Morosini replica anche a Maurizio Paniz, capogruppo del Pdl nella Giunta per le autorizzazioni a procedere, che ha criticato l'inchiesta. ''E' sempre la solita musica; in realta' il Parlamento e' chiamato a valutare in maniera insindacabile l'esistenza del fumus persecutionis. La valutazione sulla gravita' degli indizi spetta ad altri organi''.

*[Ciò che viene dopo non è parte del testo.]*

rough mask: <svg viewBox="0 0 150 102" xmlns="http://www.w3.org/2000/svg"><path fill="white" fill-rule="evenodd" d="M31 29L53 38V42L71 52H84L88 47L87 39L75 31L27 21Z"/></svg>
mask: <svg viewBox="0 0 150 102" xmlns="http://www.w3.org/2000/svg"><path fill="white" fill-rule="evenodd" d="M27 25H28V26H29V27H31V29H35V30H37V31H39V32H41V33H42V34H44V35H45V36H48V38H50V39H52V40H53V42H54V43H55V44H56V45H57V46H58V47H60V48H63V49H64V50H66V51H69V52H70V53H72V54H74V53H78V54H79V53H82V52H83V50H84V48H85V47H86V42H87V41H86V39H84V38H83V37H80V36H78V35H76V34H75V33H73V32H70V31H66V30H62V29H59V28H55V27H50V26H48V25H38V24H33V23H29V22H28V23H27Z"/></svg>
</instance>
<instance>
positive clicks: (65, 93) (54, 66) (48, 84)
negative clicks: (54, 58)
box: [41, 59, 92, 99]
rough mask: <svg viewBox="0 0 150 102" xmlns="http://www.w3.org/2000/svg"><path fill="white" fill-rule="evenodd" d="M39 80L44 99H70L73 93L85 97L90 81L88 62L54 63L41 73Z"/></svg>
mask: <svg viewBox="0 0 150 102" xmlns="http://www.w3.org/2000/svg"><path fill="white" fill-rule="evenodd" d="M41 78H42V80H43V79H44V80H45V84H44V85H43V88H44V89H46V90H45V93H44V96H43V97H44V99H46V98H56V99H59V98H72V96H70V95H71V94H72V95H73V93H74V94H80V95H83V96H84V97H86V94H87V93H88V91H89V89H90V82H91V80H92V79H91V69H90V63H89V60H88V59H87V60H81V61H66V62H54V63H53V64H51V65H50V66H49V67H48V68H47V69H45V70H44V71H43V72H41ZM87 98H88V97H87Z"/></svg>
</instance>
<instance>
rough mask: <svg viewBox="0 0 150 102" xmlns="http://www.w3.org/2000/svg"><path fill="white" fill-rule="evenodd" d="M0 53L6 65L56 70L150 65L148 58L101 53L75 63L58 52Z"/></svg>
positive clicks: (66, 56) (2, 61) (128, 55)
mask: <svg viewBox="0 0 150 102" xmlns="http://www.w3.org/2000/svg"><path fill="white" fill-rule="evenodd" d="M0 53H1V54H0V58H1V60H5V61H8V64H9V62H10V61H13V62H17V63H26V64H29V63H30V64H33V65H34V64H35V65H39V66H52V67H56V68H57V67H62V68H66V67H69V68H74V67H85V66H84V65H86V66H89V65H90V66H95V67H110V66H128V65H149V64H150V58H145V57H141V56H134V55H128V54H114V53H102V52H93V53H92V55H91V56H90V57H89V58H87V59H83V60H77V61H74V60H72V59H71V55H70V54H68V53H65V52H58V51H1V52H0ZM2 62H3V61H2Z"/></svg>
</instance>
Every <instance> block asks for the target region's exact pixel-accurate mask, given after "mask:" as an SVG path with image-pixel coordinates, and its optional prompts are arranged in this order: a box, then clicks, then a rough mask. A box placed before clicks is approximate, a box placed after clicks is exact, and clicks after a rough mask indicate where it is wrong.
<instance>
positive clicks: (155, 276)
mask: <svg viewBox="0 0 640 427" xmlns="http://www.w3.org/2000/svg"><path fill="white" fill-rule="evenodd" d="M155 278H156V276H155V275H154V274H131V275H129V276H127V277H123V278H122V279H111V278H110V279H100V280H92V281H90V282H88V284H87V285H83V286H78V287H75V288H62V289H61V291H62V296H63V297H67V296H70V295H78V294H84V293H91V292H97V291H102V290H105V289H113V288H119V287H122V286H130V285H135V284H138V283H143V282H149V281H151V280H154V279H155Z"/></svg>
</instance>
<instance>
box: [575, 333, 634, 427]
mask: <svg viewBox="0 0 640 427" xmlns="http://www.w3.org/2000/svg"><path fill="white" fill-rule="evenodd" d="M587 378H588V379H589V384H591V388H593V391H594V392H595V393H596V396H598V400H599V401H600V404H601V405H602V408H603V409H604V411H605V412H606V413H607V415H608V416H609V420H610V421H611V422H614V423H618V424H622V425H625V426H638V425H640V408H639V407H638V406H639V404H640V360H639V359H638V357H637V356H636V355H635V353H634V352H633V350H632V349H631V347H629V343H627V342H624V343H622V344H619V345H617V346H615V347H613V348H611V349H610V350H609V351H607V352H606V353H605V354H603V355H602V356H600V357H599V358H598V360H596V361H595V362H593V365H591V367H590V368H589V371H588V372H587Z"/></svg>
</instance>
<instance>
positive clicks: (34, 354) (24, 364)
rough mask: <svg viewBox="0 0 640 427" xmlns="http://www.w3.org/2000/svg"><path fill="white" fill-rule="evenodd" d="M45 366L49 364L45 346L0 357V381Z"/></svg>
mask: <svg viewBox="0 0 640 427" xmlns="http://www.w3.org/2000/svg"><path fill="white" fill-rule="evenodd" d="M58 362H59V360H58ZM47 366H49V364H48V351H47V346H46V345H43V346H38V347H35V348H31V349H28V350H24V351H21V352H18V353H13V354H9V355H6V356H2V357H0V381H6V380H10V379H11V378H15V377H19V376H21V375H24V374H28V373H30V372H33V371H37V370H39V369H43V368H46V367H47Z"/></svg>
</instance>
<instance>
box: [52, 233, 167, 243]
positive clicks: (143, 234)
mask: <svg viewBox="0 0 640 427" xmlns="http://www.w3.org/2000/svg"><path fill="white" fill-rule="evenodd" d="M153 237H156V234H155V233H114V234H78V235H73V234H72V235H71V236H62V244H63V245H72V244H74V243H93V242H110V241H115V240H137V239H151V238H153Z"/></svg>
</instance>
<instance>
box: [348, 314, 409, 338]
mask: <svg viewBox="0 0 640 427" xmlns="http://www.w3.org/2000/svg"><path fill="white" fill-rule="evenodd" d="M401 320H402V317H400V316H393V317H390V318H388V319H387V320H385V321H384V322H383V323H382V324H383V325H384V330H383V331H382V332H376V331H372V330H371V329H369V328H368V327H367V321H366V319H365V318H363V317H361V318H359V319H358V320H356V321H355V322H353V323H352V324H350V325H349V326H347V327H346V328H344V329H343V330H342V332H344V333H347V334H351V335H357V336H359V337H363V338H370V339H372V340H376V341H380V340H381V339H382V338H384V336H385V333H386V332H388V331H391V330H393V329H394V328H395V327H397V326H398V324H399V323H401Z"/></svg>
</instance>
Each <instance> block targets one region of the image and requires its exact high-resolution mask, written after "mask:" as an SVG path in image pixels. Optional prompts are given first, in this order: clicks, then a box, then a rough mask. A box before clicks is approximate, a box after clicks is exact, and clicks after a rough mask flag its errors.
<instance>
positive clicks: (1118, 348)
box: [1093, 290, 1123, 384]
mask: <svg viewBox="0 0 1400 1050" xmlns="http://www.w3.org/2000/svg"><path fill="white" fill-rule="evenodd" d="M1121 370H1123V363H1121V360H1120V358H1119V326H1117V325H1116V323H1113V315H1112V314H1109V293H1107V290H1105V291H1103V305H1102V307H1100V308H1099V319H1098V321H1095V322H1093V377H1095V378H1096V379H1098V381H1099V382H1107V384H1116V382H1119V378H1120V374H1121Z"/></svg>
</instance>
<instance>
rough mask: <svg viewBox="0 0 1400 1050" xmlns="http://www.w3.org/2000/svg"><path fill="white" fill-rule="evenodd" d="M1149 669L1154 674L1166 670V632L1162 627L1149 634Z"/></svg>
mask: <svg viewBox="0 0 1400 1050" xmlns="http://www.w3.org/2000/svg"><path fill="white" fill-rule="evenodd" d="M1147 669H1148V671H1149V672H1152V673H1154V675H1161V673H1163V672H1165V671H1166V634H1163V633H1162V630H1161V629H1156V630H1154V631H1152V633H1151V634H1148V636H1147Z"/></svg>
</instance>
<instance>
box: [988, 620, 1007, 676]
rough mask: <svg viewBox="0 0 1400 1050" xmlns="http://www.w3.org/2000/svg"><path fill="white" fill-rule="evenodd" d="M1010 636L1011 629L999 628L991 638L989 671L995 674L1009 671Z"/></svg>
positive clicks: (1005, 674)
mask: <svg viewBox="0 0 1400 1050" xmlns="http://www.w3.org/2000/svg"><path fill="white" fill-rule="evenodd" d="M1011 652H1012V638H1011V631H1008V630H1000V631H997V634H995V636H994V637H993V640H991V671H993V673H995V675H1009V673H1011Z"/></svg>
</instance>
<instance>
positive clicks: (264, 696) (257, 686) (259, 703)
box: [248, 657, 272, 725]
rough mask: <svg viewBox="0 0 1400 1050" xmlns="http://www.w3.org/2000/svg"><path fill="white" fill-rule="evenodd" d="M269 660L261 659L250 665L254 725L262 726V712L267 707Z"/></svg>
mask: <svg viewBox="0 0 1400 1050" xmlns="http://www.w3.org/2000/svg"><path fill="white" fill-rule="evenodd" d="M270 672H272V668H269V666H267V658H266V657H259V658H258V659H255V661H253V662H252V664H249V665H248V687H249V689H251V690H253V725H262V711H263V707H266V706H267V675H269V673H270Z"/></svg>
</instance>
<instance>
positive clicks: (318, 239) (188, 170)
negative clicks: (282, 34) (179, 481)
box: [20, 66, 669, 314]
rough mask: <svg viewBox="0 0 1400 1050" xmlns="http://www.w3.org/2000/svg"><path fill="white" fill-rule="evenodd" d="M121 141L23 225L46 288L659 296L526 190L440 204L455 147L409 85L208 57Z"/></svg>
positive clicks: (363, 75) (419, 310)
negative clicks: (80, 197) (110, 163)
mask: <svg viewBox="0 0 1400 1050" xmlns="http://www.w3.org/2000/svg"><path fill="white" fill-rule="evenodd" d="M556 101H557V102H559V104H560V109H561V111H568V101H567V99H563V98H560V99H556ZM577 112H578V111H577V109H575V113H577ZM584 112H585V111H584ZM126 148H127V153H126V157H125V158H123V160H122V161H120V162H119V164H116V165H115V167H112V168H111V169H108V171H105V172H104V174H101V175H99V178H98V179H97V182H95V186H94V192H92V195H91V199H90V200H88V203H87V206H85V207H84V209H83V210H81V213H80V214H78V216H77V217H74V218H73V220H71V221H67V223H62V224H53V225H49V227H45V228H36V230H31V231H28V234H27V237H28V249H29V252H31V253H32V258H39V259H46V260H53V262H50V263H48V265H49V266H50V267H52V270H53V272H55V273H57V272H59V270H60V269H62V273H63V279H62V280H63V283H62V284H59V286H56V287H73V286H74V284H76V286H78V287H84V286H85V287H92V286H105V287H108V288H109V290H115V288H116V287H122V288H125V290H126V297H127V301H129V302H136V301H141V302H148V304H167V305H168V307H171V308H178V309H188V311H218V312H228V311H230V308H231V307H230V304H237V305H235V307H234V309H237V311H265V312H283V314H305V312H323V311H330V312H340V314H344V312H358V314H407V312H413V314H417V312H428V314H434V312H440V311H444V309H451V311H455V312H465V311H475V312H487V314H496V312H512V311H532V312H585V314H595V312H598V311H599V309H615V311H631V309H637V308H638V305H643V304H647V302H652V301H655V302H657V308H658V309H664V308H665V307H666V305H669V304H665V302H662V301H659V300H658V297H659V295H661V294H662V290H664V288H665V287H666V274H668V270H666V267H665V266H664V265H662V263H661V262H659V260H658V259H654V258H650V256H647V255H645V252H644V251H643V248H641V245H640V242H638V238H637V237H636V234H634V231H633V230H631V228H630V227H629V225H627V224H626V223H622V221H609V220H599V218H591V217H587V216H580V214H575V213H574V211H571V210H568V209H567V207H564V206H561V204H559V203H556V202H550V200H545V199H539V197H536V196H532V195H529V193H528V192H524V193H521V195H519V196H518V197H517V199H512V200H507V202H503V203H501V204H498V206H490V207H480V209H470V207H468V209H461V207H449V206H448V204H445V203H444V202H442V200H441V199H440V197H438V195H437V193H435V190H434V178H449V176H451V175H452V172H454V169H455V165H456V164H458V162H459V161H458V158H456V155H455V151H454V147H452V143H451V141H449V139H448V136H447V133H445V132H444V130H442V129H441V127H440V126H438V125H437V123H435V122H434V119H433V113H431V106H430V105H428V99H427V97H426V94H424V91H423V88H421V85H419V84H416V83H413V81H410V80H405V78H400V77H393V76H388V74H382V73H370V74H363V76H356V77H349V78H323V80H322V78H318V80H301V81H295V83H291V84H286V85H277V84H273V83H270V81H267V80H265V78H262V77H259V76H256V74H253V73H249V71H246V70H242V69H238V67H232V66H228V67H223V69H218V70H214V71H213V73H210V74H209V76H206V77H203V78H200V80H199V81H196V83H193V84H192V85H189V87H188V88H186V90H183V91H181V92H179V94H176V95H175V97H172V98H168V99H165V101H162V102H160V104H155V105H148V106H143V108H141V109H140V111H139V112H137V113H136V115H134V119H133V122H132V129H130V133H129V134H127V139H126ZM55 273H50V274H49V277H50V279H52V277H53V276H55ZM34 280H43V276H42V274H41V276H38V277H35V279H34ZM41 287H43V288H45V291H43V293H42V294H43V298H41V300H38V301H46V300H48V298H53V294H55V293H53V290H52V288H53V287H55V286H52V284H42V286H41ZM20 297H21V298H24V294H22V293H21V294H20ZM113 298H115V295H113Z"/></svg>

Infine il leader di Md, fa presente un problema: l'Italia ha sottoscritto la convenzione di Strasburgo, che oggi permetterebbe di contestare alle persone coinvolte nell'inchiesta il reato di traffico di influenza e consentirebbe ''cosi' di contrastare il fenomeno della corruzione in maniera efficace''. La convenzione ''c'e' dal 1999, ma maggioranze di segno diverso – fa notare – non sono riuscite a tradurla in legge''
Il leader di Md, fa notare che le vicende che stanno emergendo dall'inchiesta sono da verificare, ma ''se dovessero essere confermate da elementi di prova, i magistrati fuori ruolo che hanno utilizzato i loro contatti nella magistratura per condizionare azioni penale e di autogoverno della magistratura dovrebbero essere almeno espulsi dall'Anm''.